I heard some hard truths around that conference table.  I heard a wise and wonderful woman recount her experience of seeking dental treatment in the early 1960s in New Orleans and having to enter a door in a back alley before waiting in the “colored” waiting room to see a dentist.  I heard of a system that sets smart millennial people of color up for failure as they were not accepted by their classmates in the accelerated academic programs into which they were placed.  These students felt compelled to “dumb themselves down” so they would fail and be re-slotted into curriculums with kids who looked more like them.  Their teacher failed to identify that there was a problem.  I heard stories of a young man of color being followed by security guards at the mall when he happened to get separated from his white girlfriend when she went to try on a new pair of jeans.

For the last 20 years, I’ve volunteered in “at-risk” schools in Peoria, Rock Island and Davenport.  I’ve visited these neighborhoods twice a week to share my time, talent and treasure.  I’ve celebrated successes with my young mentees, but wasn’t around for the everyday indignities with which they are burdened.  One of my table-mates on Saturday told me that she is often asked, “What are you?” as a reference to her ethnicity.  I can’t even imagine.  I close my eyes and try to put myself into her place and feel the anger bubble up and imagine myself saying, “What am I?!  I’m a person just like you!”  Her reality, though, is that wouldn’t be an acceptable answer.
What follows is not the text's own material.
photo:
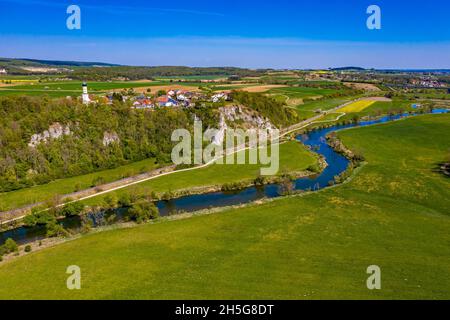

I hope that someday my son and my gorgeous daughter-in-law will bless me with grandchildren.  If they do, they will undoubtedly be the most beautiful brown children the world has ever seen.  Will they feel compelled to “dumb down” the minds they inherited from their talented mother who works for an options trading firm and their father who builds mathematical valuation models?  Will they receive long stares from some law enforcement officers?  Will insensitive people ask them, “What are you?”

I was ignorant; I own it.  I am an educated white woman who has been unduly blessed.  I will never know what it is like to be judged by others because of the color of my skin.  I want to listen and learn, though.  I want to be part of the solution.  Won’t you join me in keeping this conversation alive?